A apuração conduzida pela Promotoria de Justiça de Nova Londrina mapeou crimes que envolvem tortura, peculato, perseguição e ameaças de morte. Em depoimentos oficiais colhidos entre março e maio deste ano, funcionários relataram que o cotidiano profissional no Hospital Municipal de Itaúna do Sul assemelhava-se a um verdadeiro “filme de terror”.

Centro Cirúrgico desativado virou suíte de casal

O principal escândalo estrutural revelado pela investigação aponta que o médico se apropriou de uma ala inteira do hospital municipal. Ele utilizou um centro cirúrgico desativado para montar um quarto privativo completo para si e para a esposa, identificada apenas como Maiara, que exerce a função de coordenadora de enfermagem na unidade.

Enquanto os demais médicos plantonistas compartilhavam alojamentos simples e coletivos, o espaço privado de Rodrigo contava com:

  • Cama de casal e guarda-roupa;

  • Televisão de alta definição instalada;

  • Itens de higiene e massageador particular;

  • Roupas de cama, cobertores e toalhas personalizadas com o nome do médico bordado.

Conforme apurado pelo MP-PR, o casal utilizava o espaço público de forma residencial irrestrita para dormir e passar o tempo durante e após os plantões de atendimento.

Arsenal de crimes e retaliação à Secretária de Saúde

De acordo com a promotora de Justiça Marina Campos Corrêa, o médico instaurou uma política de vigilância pesada e humilhação contínua para resguardar seus privilégios. A situação escalou de forma violenta quando uma nova Secretária Municipal de Saúde assumiu a pasta em Itaúna do Sul e deu início a uma série de sindicâncias e auditorias para corrigir as irregularidades do hospital.

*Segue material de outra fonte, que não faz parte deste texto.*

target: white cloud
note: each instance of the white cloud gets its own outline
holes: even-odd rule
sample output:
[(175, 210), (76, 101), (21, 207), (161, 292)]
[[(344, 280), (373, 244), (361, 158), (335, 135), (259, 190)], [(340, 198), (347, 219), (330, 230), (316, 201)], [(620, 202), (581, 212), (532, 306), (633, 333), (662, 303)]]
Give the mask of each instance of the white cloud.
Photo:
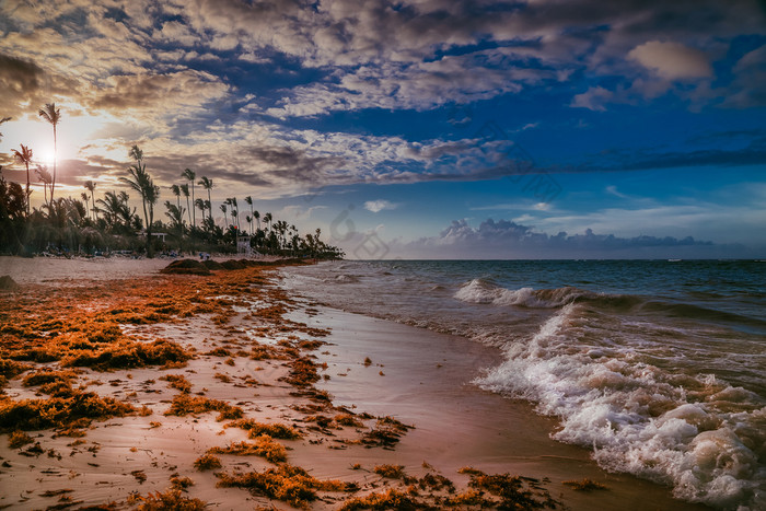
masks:
[(384, 209), (396, 209), (397, 206), (398, 205), (384, 199), (368, 200), (367, 202), (364, 202), (364, 209), (367, 209), (368, 211), (372, 211), (373, 213), (379, 213)]
[(588, 108), (596, 112), (605, 112), (606, 103), (614, 98), (614, 93), (607, 91), (603, 86), (592, 86), (588, 89), (582, 94), (577, 94), (570, 104), (570, 106), (578, 108)]
[(668, 80), (712, 77), (708, 56), (681, 43), (650, 40), (631, 49), (628, 58)]

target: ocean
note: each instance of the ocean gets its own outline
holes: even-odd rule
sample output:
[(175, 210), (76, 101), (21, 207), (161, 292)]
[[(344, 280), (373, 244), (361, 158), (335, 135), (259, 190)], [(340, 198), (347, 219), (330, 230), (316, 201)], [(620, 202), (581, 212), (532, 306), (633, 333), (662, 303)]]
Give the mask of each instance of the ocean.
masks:
[(766, 262), (394, 260), (282, 270), (318, 303), (500, 349), (473, 384), (607, 471), (766, 509)]

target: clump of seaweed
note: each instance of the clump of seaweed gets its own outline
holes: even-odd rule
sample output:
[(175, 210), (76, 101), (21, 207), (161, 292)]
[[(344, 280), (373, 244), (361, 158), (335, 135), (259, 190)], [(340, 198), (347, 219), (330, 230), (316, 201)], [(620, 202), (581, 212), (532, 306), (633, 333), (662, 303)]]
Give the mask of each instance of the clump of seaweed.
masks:
[(442, 489), (446, 489), (446, 491), (449, 491), (450, 493), (453, 493), (455, 491), (455, 484), (446, 477), (442, 476), (441, 474), (426, 474), (418, 480), (418, 487), (421, 490), (429, 489), (432, 491), (439, 491)]
[(393, 417), (382, 417), (378, 419), (375, 427), (367, 431), (360, 443), (368, 448), (383, 446), (393, 448), (408, 430), (414, 426), (407, 426)]
[(309, 502), (317, 499), (317, 491), (346, 491), (347, 485), (339, 480), (320, 480), (301, 467), (281, 465), (265, 472), (217, 473), (216, 486), (244, 488), (253, 495), (288, 502), (295, 508), (307, 509)]
[(561, 484), (567, 485), (577, 491), (593, 491), (593, 490), (608, 489), (605, 485), (602, 485), (601, 483), (596, 483), (593, 479), (589, 479), (589, 478), (584, 478), (584, 479), (580, 479), (580, 480), (574, 480), (574, 479), (565, 480)]
[(13, 431), (8, 437), (8, 446), (11, 449), (19, 449), (32, 442), (34, 442), (34, 440), (32, 440), (32, 437), (26, 434), (24, 431)]
[(206, 411), (218, 411), (216, 420), (239, 419), (243, 416), (242, 408), (232, 406), (227, 402), (209, 399), (207, 397), (189, 396), (188, 394), (176, 394), (171, 402), (171, 407), (165, 415), (176, 415), (184, 417), (188, 414), (204, 414)]
[[(132, 405), (93, 392), (73, 392), (71, 397), (13, 400), (0, 398), (0, 431), (66, 428), (91, 419), (106, 420), (138, 411)], [(83, 420), (84, 419), (84, 420)]]
[(376, 465), (374, 473), (388, 479), (403, 479), (406, 476), (404, 465)]
[(237, 456), (260, 456), (271, 463), (280, 463), (287, 461), (287, 450), (285, 446), (275, 442), (268, 434), (262, 434), (255, 439), (255, 443), (239, 442), (227, 448), (212, 448), (208, 450), (210, 454), (234, 454)]
[(98, 370), (132, 369), (146, 365), (179, 367), (193, 357), (178, 344), (166, 339), (139, 342), (121, 339), (100, 349), (79, 351), (65, 357), (63, 367), (88, 367)]
[(170, 488), (164, 492), (150, 492), (144, 496), (136, 496), (128, 499), (128, 503), (141, 502), (138, 511), (205, 511), (207, 502), (199, 499), (185, 497), (179, 489)]
[(190, 477), (181, 477), (177, 474), (171, 476), (171, 487), (177, 490), (186, 490), (189, 486), (194, 486), (194, 480)]
[(339, 511), (355, 511), (357, 509), (371, 509), (374, 511), (385, 511), (390, 509), (402, 510), (436, 510), (425, 502), (413, 499), (409, 495), (391, 488), (385, 492), (370, 493), (364, 497), (355, 497), (344, 502)]
[(352, 428), (361, 428), (364, 426), (362, 421), (357, 419), (352, 414), (338, 414), (334, 417), (334, 420), (339, 426), (348, 426)]
[[(559, 501), (550, 497), (550, 492), (541, 486), (538, 479), (532, 477), (511, 476), (510, 474), (494, 474), (488, 475), (475, 468), (461, 468), (461, 474), (468, 474), (471, 480), (468, 486), (478, 491), (485, 502), (479, 503), (481, 507), (497, 506), (500, 509), (556, 509)], [(481, 491), (487, 491), (495, 497), (498, 497), (499, 502), (494, 499), (486, 499), (481, 496)], [(467, 496), (457, 496), (454, 499), (460, 499), (465, 502)], [(476, 499), (477, 495), (472, 493), (472, 499)], [(449, 503), (454, 503), (454, 499), (448, 499)]]
[(32, 365), (28, 363), (0, 358), (0, 376), (15, 378), (28, 369), (32, 369)]
[(192, 383), (183, 374), (165, 374), (160, 380), (169, 382), (170, 387), (176, 388), (184, 394), (192, 392)]
[(295, 440), (301, 438), (301, 433), (298, 432), (298, 430), (279, 422), (267, 425), (254, 419), (240, 419), (229, 422), (225, 427), (248, 430), (248, 437), (252, 439), (258, 438), (262, 434), (268, 434), (271, 438), (280, 440)]
[(208, 452), (194, 461), (194, 467), (198, 471), (212, 471), (213, 468), (221, 468), (221, 458)]
[(285, 381), (297, 387), (306, 387), (320, 381), (316, 368), (317, 365), (310, 358), (299, 357), (293, 360), (290, 374)]

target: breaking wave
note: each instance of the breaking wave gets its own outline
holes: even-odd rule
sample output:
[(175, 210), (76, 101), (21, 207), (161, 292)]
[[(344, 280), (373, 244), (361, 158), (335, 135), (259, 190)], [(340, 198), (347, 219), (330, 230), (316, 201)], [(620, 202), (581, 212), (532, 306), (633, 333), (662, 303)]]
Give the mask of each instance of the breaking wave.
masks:
[(592, 448), (607, 469), (668, 484), (689, 501), (766, 509), (764, 399), (584, 340), (582, 313), (570, 300), (531, 339), (509, 342), (504, 362), (475, 383), (559, 417), (554, 439)]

Em represália, o médico passou a perseguir a gestora e seus familiares de forma ostensiva. Segundo os autos do processo, Rodrigo chegou a exibir armas de fogo na cintura em locais públicos, além de proferir ameaças expressas de torturar a filha da secretária e assassinar o marido dela.

Resumo das Imputações do Ministério Público
├── 🩺 Médico (Rodrigo): Tortura, Perseguição, Peculato, Ameaça e Dano Emocional
└── 🧫 Enfermeira (Maiara): Omissão face à tortura, Peculato e Prevaricação

Além das denúncias na gestão hospitalar, o médico responde pelo crime de tortura contra criança e adolescente. Sua esposa e enfermeira-chefe foi incluída na denúncia por omissão perante o crime e prevaricação. O MP-PR já solicitou o afastamento imediato da profissional de suas funções públicas. Os detalhes dessa linha específica da apuração correm sob estrito segredo de Justiça.

O que dizem as autoridades e a defesa

Em posicionamento oficial enviado à RPC TV, o Conselho Regional de Medicina do Paraná (CRM-PR) confirmou a abertura de uma sindicância processual interna e determinou a realização imediata de uma fiscalização presencial detalhada na instituição de saúde paranaense.

A Prefeitura de Itaúna do Sul emitiu nota informando que acompanha os desdobramentos do Poder Judiciário e que já iniciou os processos administrativos e as auditorias pertinentes no âmbito de suas atribuições legais, mantendo-se disposta a colaborar com as investigações.

Contraponto da Defesa: O advogado Manoel Neto, responsável pela defesa técnica do Dr. Rodrigo Felipe Amparado e da enfermeira Maiara, manifestou surpresa em relação à denúncia. Em nota, alegou que as graves imputações estão amparadas em “elementos frágeis, contraditórios e em relatos cuja credibilidade será devidamente questionada no curso do processo”. A banca informou que trabalha no pedido de revogação da prisão preventiva, classificando a detenção como desproporcional.